Consumer sentiment in decline suggests dissatisfaction with the federal budget has outweighed May's interest rate cut. Despite the currency's easing effect, there is scope to cut again in June.

Markets are giving us little encouragement for our view that there is a decent case for the Reserve Bank board to cut rates at the June meeting.

Market pricing points to a meagre 20 per cent probability of a cut. That is despite what we consider to be quite a shock with the Westpac-Melbourne Institute Consumer Sentiment Index dropping by a significant 7 per cent in May to 97.6.

The print pushed the index back into a range where pessimists outnumber optimists for the first time since October 2012. It is the lowest read since August 2012.

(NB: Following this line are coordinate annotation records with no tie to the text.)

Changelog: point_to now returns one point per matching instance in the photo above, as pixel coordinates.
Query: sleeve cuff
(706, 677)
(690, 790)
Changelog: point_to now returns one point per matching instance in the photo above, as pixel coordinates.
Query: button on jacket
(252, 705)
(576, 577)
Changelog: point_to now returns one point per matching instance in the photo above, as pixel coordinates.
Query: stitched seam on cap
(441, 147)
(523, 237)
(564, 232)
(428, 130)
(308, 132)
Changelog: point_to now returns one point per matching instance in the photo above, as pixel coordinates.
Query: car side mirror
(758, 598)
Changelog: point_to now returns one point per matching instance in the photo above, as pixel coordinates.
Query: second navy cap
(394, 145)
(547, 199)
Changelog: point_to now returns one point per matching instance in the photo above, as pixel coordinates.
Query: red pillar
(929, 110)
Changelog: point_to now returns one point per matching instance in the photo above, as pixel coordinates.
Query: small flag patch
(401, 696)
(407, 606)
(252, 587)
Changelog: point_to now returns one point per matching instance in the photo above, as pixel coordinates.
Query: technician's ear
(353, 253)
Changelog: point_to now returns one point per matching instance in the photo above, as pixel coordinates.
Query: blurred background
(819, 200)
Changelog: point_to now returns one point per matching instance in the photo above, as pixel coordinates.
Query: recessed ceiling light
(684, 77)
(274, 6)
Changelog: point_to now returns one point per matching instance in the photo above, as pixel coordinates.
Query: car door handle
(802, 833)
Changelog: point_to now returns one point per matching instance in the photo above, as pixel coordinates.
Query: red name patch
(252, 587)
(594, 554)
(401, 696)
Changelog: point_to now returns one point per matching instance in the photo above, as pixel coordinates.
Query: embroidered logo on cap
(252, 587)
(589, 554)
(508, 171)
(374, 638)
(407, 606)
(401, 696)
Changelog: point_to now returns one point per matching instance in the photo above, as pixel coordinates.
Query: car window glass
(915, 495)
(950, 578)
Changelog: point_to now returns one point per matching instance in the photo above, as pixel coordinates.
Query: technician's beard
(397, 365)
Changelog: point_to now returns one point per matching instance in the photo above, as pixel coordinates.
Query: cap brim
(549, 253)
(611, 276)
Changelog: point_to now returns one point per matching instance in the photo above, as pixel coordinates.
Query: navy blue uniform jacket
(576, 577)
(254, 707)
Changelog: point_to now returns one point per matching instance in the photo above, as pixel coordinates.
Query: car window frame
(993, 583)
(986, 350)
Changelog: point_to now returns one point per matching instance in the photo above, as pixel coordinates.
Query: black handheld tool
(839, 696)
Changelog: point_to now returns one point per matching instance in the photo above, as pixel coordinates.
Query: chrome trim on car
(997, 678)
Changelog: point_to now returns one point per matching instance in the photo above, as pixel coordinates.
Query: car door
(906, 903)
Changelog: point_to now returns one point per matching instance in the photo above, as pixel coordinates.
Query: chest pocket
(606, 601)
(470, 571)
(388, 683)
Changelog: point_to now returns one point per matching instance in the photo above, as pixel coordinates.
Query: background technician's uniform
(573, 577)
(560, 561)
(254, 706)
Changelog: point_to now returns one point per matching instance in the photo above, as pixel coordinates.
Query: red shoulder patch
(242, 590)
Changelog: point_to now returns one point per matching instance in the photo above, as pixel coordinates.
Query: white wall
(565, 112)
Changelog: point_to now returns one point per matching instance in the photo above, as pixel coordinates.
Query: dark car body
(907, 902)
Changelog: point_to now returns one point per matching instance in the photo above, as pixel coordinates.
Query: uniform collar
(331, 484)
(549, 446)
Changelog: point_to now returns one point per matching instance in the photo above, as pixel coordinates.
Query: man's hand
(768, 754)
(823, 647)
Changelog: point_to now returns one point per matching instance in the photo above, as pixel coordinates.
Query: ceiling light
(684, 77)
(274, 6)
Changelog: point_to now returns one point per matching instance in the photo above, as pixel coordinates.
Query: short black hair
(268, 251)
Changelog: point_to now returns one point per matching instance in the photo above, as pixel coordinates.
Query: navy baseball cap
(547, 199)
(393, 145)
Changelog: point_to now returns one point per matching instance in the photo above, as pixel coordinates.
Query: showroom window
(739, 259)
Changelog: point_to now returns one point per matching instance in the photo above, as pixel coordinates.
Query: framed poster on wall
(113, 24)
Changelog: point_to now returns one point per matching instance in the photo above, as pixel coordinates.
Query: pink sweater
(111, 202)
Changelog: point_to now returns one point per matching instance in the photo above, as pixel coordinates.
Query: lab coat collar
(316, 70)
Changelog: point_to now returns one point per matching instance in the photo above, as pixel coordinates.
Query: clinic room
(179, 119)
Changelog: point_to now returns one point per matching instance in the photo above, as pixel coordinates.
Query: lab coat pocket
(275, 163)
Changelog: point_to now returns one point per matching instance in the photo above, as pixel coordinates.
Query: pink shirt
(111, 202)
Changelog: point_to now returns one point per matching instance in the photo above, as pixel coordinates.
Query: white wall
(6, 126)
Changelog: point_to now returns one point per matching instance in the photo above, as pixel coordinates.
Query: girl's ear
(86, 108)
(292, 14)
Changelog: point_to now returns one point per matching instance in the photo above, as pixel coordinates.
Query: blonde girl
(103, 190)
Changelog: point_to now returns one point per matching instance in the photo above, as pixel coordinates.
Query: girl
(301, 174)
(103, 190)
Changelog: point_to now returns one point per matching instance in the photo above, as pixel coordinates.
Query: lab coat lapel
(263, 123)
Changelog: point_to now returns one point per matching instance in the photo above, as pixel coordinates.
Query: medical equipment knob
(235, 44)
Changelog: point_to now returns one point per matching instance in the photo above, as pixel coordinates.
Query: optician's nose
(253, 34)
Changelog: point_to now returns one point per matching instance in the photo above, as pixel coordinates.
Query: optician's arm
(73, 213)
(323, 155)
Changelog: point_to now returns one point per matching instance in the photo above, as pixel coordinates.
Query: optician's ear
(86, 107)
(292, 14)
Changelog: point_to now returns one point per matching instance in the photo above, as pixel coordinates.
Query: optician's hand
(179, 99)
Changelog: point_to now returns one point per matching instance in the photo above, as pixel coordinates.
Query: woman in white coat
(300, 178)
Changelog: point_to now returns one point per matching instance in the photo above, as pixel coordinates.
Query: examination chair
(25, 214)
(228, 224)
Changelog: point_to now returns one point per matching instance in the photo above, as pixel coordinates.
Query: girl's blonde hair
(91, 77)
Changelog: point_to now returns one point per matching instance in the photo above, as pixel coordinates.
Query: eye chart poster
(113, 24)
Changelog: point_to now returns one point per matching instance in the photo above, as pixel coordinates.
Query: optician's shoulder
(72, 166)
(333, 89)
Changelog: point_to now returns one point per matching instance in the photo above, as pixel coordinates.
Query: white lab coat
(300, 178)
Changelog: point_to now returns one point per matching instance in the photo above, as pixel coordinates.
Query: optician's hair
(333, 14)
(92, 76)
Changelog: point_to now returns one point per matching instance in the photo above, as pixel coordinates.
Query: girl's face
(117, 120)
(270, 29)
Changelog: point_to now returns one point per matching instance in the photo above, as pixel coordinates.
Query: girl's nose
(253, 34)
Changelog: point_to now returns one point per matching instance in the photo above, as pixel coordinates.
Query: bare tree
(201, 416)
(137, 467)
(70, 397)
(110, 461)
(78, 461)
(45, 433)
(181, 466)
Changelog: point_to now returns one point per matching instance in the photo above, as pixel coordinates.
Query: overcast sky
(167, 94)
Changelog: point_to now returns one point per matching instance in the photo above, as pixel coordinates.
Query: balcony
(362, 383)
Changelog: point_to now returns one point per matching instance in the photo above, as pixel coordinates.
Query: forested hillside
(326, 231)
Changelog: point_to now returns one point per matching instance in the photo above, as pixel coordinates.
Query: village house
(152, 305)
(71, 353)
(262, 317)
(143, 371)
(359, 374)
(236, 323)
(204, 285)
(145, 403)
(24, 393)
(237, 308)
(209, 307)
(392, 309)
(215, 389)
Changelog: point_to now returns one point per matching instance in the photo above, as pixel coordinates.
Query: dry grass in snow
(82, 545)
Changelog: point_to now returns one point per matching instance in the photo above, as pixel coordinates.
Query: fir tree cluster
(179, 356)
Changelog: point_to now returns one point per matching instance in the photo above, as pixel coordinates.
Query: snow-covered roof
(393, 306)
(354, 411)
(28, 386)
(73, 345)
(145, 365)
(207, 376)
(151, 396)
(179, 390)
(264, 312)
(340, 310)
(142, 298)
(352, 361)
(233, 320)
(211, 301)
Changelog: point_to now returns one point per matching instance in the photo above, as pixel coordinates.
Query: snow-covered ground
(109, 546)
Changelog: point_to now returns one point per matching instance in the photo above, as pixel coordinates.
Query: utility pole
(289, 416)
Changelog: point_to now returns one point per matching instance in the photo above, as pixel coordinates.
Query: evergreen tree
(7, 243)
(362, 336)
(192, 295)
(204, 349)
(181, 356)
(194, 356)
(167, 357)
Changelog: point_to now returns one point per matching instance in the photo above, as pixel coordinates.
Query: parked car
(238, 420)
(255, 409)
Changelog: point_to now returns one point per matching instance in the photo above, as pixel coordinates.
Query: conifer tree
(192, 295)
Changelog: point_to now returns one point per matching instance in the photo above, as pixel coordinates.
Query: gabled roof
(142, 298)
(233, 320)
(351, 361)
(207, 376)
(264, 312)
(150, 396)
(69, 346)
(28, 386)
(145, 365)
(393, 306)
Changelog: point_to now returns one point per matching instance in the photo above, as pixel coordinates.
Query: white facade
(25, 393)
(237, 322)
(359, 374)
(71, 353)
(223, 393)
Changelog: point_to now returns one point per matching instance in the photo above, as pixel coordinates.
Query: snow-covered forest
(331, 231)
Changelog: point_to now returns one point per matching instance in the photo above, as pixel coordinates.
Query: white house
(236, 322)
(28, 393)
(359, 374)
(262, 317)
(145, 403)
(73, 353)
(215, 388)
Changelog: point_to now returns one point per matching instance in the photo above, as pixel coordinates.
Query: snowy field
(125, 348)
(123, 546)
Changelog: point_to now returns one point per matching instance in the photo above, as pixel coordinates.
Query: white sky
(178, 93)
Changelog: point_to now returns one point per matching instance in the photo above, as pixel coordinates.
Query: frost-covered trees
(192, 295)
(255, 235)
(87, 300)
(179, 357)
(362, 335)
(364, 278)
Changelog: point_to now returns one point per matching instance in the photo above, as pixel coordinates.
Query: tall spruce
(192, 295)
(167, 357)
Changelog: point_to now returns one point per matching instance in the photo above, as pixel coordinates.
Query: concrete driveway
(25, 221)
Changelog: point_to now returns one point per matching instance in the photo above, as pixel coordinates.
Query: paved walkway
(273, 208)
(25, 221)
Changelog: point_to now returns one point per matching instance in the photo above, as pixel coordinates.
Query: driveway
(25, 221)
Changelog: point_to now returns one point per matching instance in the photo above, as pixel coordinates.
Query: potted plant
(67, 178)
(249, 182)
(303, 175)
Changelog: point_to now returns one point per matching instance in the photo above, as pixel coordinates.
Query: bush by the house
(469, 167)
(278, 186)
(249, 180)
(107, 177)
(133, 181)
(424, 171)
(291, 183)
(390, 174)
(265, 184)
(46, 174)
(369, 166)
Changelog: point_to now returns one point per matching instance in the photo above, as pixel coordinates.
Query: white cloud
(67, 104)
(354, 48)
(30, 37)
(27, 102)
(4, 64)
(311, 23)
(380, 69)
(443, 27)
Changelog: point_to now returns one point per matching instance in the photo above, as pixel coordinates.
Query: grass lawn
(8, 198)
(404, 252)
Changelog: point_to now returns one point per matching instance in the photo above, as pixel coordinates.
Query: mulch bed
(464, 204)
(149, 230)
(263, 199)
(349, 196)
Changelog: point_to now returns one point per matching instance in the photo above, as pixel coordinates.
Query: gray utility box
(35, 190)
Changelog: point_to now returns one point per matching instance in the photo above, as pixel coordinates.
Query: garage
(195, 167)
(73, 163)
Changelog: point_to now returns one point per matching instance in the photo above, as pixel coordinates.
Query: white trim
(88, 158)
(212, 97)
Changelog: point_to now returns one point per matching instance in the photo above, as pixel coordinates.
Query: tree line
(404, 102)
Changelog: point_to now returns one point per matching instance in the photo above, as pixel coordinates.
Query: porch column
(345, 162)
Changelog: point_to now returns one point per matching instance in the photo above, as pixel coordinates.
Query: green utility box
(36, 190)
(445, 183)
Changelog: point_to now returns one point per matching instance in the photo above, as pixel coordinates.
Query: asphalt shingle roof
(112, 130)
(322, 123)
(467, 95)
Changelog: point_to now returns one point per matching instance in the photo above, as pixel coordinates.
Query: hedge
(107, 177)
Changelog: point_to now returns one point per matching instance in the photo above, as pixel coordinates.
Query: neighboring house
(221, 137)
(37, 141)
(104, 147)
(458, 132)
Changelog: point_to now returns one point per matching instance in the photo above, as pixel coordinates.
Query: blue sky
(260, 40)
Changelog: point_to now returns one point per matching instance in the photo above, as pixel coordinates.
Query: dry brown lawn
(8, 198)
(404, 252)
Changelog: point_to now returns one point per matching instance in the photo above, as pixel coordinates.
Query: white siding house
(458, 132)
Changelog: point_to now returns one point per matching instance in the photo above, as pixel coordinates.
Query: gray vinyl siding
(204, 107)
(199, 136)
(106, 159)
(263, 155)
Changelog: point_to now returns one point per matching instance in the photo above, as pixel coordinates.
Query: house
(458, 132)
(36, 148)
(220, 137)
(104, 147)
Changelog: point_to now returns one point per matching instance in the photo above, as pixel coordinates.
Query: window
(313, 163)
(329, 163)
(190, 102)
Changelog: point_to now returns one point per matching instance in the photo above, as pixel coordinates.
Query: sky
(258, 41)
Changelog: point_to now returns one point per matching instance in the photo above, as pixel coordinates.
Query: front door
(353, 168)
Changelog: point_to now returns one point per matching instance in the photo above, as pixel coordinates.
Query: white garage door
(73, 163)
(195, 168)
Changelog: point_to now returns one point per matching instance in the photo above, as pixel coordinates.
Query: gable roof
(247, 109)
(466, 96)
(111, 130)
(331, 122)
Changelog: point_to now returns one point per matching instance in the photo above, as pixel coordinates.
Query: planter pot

Over the last two months the index has fallen by 11.7 per cent to fully reverse the promising 9 per cent increase we saw in February and March. Of course, the remarkable aspect of this result is that it is the first read of the index since the Reserve Bank cut the cash rate by 0.25 per cent on May 7.

Absent any other major influences, we would have expected a solid boost to the index following that rate cut. However, since the rate cut we have seen the announcement of the federal budget.

We expect that the dissatisfaction is not only due to concerns around some of the savings measures in the budget but also the sharp deterioration in the fiscal position, indicating renewed fears about the overall state of the economy.

These concerns are also likely to have been fuelled by the surprise fall in the Australian dollar before and during the survey period. Further undermining the assessment of the state of confidence amongst households was the 5.4 per cent increase in the Westpac-Melbourne Institute Index of Unemployment Expectations, following a 1.3 per cent increase last month.

This change has partially redressed the promising 9.6 per cent fall in the index between December and March.

It is back to levels indicating that households expect the unemployment rate to start rising.